Jason Kelly suggests that if you want to invest in individual stocks, you should keep a stock watch list. The number of stocks in the watch list should be 20 stocks.
The worksheet criteria that you should keep for each of these stocks are:
- Company name, symbol, phone
- Current stock price and 52 week high and 52 week low: Growth investors often buy near 52 week highs and value investors often buy near 52 week lows. However remember that there is no ideal price.
- Market capitalisation of the stock
- Daily dollar volume: This is a measure of liquidity. For small cap investors, this is preferably between $50,000 and $ 3 million
- Sales or revenue.
- Net profit margin: Look at the trend over the last 5 years. A company you track must have a net profit margin in the top 20% of its industry
- Cash and Debt: Lots of cash and little or no debt.
- Sales/share: Look at the trend over 5 years and see if it is increasing or not( especially for growth shares)
- Cash flow/share: Look at the trend over 5 years and see if it is increasing or not
- Earnings/share: Look at the trend over 5 years and see if it is increasing ( for growth shares). For value shares often you get a discount because there is a dip in the earnings.

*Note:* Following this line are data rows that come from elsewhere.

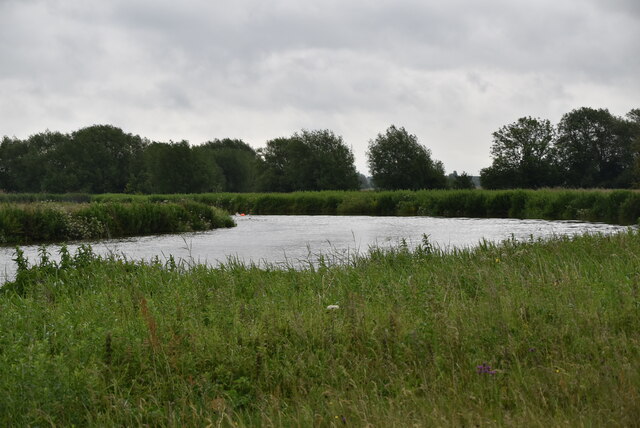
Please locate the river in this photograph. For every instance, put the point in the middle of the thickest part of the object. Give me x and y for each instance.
(298, 240)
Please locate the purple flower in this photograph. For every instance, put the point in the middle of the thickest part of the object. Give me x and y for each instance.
(485, 369)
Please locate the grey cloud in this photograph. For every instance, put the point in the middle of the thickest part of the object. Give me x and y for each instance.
(208, 67)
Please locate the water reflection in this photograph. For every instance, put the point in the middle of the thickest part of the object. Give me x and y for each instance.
(297, 240)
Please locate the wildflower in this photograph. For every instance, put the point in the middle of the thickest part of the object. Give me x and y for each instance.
(484, 368)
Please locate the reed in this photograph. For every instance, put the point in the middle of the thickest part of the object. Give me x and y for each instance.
(610, 206)
(518, 334)
(48, 222)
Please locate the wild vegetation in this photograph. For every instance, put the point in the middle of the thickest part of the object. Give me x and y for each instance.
(609, 206)
(48, 221)
(536, 333)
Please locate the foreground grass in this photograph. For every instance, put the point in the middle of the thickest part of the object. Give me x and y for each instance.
(111, 342)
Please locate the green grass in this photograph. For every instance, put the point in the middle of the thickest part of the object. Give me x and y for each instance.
(104, 342)
(609, 206)
(53, 221)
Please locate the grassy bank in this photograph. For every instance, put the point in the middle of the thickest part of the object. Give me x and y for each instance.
(534, 334)
(47, 222)
(618, 207)
(610, 206)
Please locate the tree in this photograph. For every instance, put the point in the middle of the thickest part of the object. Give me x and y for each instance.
(595, 149)
(331, 161)
(523, 156)
(462, 181)
(633, 120)
(309, 160)
(236, 159)
(397, 161)
(175, 168)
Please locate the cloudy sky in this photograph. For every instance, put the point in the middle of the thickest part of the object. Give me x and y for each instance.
(450, 72)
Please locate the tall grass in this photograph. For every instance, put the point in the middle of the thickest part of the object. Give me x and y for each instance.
(533, 334)
(611, 206)
(46, 222)
(619, 206)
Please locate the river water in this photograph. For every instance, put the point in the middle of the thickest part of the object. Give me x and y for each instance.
(297, 241)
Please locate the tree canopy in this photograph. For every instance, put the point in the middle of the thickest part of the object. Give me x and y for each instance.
(523, 156)
(397, 161)
(309, 160)
(594, 149)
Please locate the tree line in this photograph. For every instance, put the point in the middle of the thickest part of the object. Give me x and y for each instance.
(588, 148)
(105, 159)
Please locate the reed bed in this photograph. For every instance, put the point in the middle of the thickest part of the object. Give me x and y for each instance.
(51, 221)
(515, 334)
(609, 206)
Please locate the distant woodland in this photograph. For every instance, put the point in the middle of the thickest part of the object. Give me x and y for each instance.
(588, 148)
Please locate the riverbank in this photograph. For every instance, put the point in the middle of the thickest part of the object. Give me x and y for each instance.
(538, 333)
(608, 206)
(38, 222)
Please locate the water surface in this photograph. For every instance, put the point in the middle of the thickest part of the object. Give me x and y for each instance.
(299, 240)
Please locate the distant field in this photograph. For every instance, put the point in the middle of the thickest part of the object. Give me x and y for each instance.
(519, 334)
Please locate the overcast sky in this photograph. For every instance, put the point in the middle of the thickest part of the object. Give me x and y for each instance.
(451, 72)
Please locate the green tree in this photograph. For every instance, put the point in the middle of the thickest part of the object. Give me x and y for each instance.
(331, 162)
(236, 159)
(177, 168)
(309, 160)
(523, 156)
(397, 161)
(595, 149)
(462, 181)
(633, 120)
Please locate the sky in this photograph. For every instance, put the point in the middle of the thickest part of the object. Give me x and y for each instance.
(450, 72)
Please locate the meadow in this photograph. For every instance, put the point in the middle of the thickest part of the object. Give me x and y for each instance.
(533, 334)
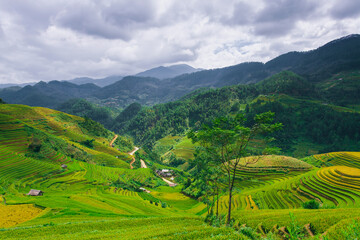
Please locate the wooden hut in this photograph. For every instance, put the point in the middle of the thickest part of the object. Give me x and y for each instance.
(34, 192)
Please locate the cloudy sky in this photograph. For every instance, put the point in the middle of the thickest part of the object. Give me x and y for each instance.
(64, 39)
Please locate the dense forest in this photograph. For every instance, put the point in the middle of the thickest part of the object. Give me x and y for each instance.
(308, 111)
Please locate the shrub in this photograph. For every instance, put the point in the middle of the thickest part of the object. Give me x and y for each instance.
(312, 204)
(250, 233)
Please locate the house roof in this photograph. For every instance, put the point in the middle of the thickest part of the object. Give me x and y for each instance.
(34, 192)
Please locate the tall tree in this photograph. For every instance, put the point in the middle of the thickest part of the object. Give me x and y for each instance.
(227, 140)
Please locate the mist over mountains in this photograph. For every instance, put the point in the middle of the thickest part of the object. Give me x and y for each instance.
(163, 84)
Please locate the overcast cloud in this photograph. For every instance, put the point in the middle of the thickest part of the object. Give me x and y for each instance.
(59, 39)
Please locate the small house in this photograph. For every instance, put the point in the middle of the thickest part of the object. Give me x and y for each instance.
(34, 192)
(144, 190)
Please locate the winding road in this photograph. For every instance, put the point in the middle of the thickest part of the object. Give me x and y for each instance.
(132, 154)
(112, 141)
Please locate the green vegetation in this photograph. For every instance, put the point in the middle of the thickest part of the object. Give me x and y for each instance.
(313, 121)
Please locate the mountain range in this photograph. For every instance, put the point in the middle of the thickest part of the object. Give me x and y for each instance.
(154, 86)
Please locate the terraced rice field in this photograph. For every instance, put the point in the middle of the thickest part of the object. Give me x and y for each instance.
(12, 215)
(350, 159)
(148, 228)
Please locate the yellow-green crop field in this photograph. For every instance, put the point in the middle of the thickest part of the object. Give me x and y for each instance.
(97, 196)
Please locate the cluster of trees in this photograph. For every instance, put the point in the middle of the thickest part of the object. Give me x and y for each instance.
(223, 144)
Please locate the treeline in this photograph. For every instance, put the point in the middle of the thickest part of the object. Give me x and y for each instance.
(306, 114)
(304, 108)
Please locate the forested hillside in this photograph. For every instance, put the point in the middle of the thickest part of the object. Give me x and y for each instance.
(309, 112)
(319, 65)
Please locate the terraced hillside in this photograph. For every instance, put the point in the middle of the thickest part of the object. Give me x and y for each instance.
(97, 195)
(96, 185)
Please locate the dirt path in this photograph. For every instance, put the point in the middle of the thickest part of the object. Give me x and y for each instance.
(171, 184)
(143, 164)
(112, 141)
(132, 154)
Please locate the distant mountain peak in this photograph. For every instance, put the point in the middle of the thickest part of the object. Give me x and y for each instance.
(163, 72)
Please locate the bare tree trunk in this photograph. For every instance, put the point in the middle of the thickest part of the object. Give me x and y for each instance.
(217, 202)
(212, 205)
(229, 208)
(4, 199)
(231, 185)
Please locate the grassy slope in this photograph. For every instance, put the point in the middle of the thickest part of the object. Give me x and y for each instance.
(85, 191)
(83, 199)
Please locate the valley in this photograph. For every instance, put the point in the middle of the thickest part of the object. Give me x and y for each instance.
(277, 143)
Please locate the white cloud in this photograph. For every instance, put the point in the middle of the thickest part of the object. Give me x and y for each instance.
(63, 39)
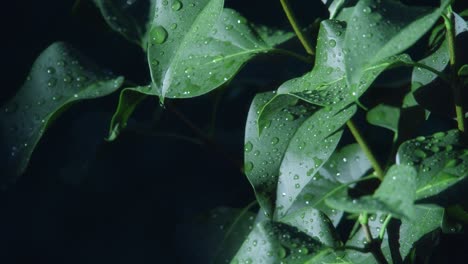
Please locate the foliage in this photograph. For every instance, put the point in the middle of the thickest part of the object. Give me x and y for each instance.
(305, 176)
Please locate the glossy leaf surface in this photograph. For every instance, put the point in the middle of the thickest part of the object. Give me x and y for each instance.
(441, 161)
(59, 77)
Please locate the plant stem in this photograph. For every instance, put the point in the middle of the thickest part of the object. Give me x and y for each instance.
(295, 25)
(374, 246)
(384, 226)
(365, 147)
(454, 82)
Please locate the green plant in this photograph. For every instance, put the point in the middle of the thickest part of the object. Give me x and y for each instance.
(308, 184)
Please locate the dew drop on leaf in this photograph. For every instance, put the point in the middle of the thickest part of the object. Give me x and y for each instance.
(158, 35)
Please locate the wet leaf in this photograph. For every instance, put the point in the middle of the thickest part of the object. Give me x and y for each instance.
(395, 195)
(308, 150)
(130, 18)
(59, 77)
(272, 242)
(441, 161)
(264, 152)
(199, 47)
(345, 166)
(380, 29)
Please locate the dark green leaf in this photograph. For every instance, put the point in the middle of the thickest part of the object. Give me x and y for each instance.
(59, 77)
(378, 30)
(441, 160)
(199, 47)
(264, 152)
(345, 166)
(271, 243)
(395, 195)
(385, 116)
(310, 147)
(315, 224)
(430, 217)
(129, 18)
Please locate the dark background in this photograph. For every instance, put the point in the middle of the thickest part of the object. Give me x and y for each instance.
(84, 200)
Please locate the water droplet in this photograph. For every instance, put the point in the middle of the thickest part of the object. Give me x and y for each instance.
(248, 146)
(158, 35)
(177, 5)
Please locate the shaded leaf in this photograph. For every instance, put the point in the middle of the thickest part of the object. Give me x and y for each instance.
(264, 152)
(345, 166)
(59, 77)
(129, 18)
(441, 161)
(315, 224)
(310, 147)
(272, 242)
(395, 195)
(380, 29)
(385, 116)
(199, 47)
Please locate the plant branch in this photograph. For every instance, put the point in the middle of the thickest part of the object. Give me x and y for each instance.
(365, 147)
(454, 82)
(295, 25)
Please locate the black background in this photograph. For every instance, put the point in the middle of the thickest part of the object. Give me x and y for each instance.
(83, 200)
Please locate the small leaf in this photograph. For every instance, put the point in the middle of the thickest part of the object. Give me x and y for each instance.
(129, 99)
(310, 147)
(395, 195)
(131, 18)
(315, 224)
(385, 116)
(58, 78)
(272, 242)
(441, 161)
(430, 217)
(344, 167)
(200, 47)
(380, 29)
(264, 152)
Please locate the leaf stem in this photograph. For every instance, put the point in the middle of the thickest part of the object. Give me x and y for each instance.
(365, 147)
(454, 82)
(384, 226)
(295, 25)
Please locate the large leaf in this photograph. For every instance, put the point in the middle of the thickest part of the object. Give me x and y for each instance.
(131, 18)
(395, 195)
(326, 84)
(264, 152)
(314, 223)
(430, 217)
(310, 147)
(59, 77)
(199, 47)
(272, 243)
(345, 166)
(441, 160)
(378, 29)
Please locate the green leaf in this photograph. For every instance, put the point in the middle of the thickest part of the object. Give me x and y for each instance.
(272, 242)
(230, 227)
(314, 223)
(326, 84)
(346, 166)
(380, 29)
(129, 18)
(310, 147)
(430, 217)
(441, 161)
(59, 77)
(199, 47)
(129, 99)
(264, 152)
(395, 195)
(385, 116)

- Dividend yield: Important for large companies. Not important for small companies. Choose large companies with high dividend yields. For large companies the best time to buy is a stock whose dividend yield has been going down for the last few years and now has a massive jump( suggesting a price drop)
- Return on equity: At least 20% and maintained or improved over the years
- Insider ownership: The more, the better. For small companies, at least 20%
- Stock buyback: Yes means good.
- EPS rank: Percentage change between EPS for last 2 quarters compared with last two quarters of the previous year. Earnings growth record for the last 5 years. Average both. Rank all stocks. For growth investors, this should be 85 or above( top15%)
- Relative price strength rank: Returns over the last 12 months. Should be in the top 20% for growth investors.
- Sales and earnings growth: Average of at least 10% a year over the past 5 years. For small companies, at least 15%
- Five year percentage change: Value investors want this to be lower. Growth investors want this to be high.
- Projected sales and earnings: Large companies-10%, Medium companies-15%, Small companies-20% a year for the next 5 years
- Projected stock high/low: Both the high and low projections must be bigger than the current price and worthwhile to invest for that possible gain.
- Rankings: Value line timeliness 1 or 2. No ideal for safety. S&P ranking: STARS 4 or 5. Fair value 4 or 5.
- P/E: For value companies, P/E must equal the earnings growth rate. P/E that is half the earnings growth is very good. P/E below the five year average is also good.
- Average P/E: Average of the P/E ratios over the last 5 years. Needs to be greater than current P/E.
- Price/sales: For all companies except utilities, lower the better. Less than 2 is ideal.
- Price/Book: Not that important. Very low may be a bargain or a trap. Less than the five year average.
- Current ratio: At least 2 or above.
- Price/cash flow: Less than 5 or less than 3-5 year average.
- Simple moving average, MACD, RSI: Buy stocks in a strong uptrend.
Compare with competitors
Ask why the company has the numbers it has.
Buy gradually and sell gradually
Average down if you have researched well and the stock holds potential.